The coral bleaching — whitening due to heat driving out the algae living within the coral tissues — was first reported in May after a surge in temperatures across the Andaman Sea from the northern tip of Sumatra island to Thailand and Myanmar.
An international team of scientists studying the bleaching event found that 80 percent of some species have died since the initial assessment in May.
More coral colonies were expected to die within the next few months and that could spell disaster for local communities reliant on the reefs for food and money from tourism.
“I would predict that what we’re seeing in Aceh, which is extraordinary, that similar mortality rates are occurring right the way through the Andaman Sea,” said Andrew Baird of James Cook University in Townsville, in the Australian state of Queensland.
If so, that would make it the worst bleaching recorded in the region, Baird said.
Scientists from the Wildlife Conservation Society and Syiah Kuala University in Aceh have also been assessing the damage.
“This one of the most rapid and severe coral mortality events ever recorded,” the United States-based WCS said in a statement.
It also fits a pattern of climate extremes, from heatwaves to flooding, that have hit many areas of the globe this year.
Between April and late May, sea surface temperatures in the Andaman Sea rose to 34 degrees Celsius or about 4 degrees C above the long-term average, according to the United States National Oceanic and Atmospheric Administration’s Coral Hotspots Web site.

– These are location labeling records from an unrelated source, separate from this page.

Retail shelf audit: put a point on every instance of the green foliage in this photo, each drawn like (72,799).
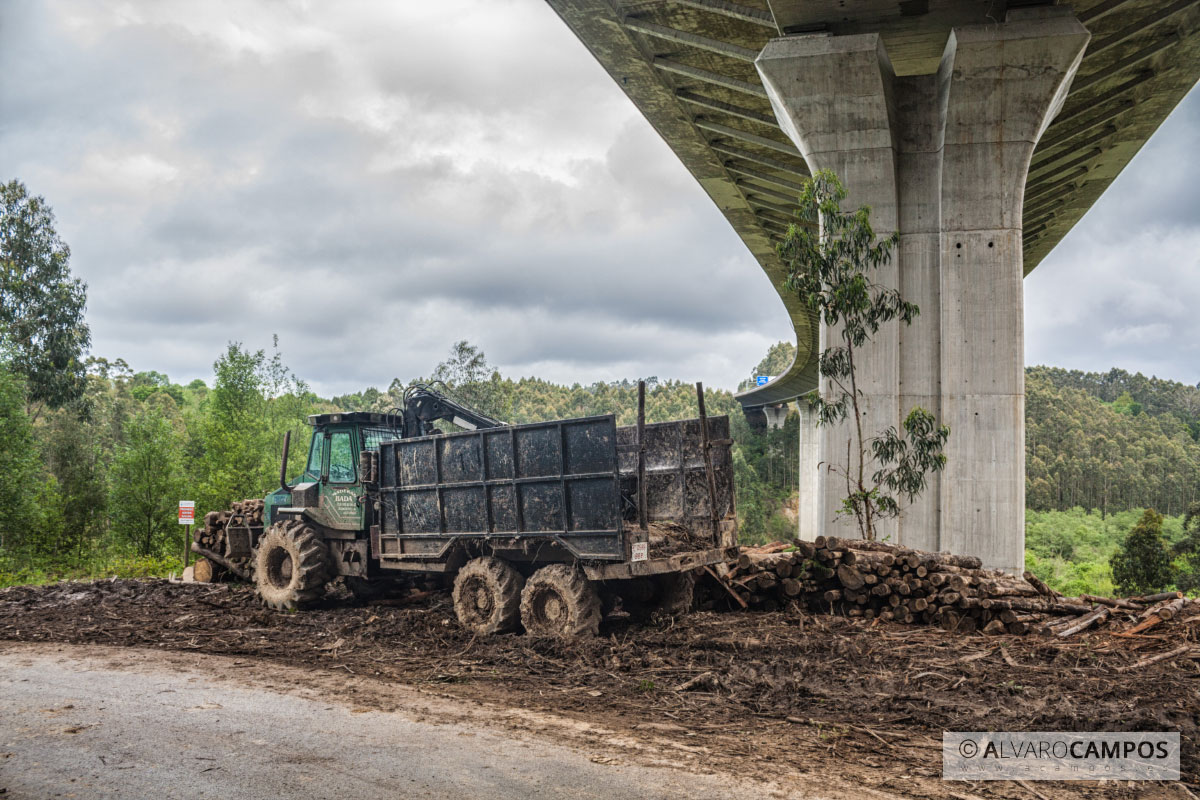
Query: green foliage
(832,258)
(18,463)
(237,452)
(1083,451)
(41,305)
(1187,552)
(145,479)
(1143,564)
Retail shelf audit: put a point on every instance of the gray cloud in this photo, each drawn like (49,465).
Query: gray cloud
(372,181)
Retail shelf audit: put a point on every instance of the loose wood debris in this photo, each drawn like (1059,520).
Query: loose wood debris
(876,581)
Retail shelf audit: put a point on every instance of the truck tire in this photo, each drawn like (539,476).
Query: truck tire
(487,596)
(291,566)
(559,601)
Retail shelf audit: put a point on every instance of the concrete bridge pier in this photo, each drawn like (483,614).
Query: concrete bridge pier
(941,158)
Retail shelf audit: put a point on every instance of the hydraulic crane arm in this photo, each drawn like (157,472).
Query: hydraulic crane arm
(424,405)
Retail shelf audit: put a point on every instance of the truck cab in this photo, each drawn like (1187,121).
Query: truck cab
(330,491)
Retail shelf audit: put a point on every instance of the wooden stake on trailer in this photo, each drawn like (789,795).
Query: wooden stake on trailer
(708,464)
(641,455)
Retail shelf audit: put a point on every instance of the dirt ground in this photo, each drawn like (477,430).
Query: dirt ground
(766,696)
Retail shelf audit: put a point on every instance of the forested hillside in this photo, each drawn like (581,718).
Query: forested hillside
(1110,441)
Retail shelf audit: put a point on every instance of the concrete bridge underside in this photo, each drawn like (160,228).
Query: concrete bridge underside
(979,131)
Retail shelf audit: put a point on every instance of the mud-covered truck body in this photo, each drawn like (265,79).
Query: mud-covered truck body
(543,525)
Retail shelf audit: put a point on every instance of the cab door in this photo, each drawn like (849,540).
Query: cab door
(341,506)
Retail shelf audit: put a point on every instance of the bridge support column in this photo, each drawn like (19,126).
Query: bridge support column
(941,158)
(809,501)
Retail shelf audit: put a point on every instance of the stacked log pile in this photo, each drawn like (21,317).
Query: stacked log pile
(879,581)
(244,513)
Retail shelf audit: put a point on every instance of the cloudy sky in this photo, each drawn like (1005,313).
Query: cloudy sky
(375,180)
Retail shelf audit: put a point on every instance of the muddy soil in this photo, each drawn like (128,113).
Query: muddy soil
(760,695)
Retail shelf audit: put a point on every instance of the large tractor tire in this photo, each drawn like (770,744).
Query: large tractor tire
(487,596)
(291,566)
(559,601)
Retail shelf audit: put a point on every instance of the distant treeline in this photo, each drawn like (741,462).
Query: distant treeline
(1110,441)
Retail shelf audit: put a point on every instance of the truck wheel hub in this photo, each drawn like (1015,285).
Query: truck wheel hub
(280,567)
(483,600)
(552,607)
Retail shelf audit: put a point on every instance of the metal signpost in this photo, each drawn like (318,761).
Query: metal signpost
(186,517)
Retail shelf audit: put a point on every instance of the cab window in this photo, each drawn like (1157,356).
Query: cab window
(341,458)
(315,455)
(372,437)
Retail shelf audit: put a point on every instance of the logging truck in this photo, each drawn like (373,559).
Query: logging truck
(541,527)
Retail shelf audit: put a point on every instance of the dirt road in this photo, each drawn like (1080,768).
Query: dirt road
(100,722)
(790,698)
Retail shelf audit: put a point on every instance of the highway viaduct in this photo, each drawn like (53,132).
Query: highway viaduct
(978,130)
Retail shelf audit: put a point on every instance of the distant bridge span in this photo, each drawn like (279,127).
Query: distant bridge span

“Similar mass bleaching events in 2010 have now been recorded in Sri Lanka, Thailand, Malaysia and many parts of Indonesia,” the WCS statement said.
Baird, of James Cook University’s ARC Center of Excellence for Coral Reef Studies, said climate change could have played a role in the extreme ocean temperatures around Aceh.
“There might be one of these cyclic climate phenomena driving it but it’s much more severe than you would predict unless there was something else forcing it, which is almost certainly global warming,” he said on Tuesday.
The bleaching is a blow to local communities in Aceh still recovering from the 2004 tsunami. That disaster caused relatively little damage to reefs and Baird said some areas had showed a dramatic recovery.
Baird said reefs in Indonesia would normally take 5 to 10 years to recover from localized bleaching. But if the event was spread across a much wider area, recovery would take longer.
“I suspect the scale of this event is so large there is unlikely to be many healthy reefs in the rest of Aceh.”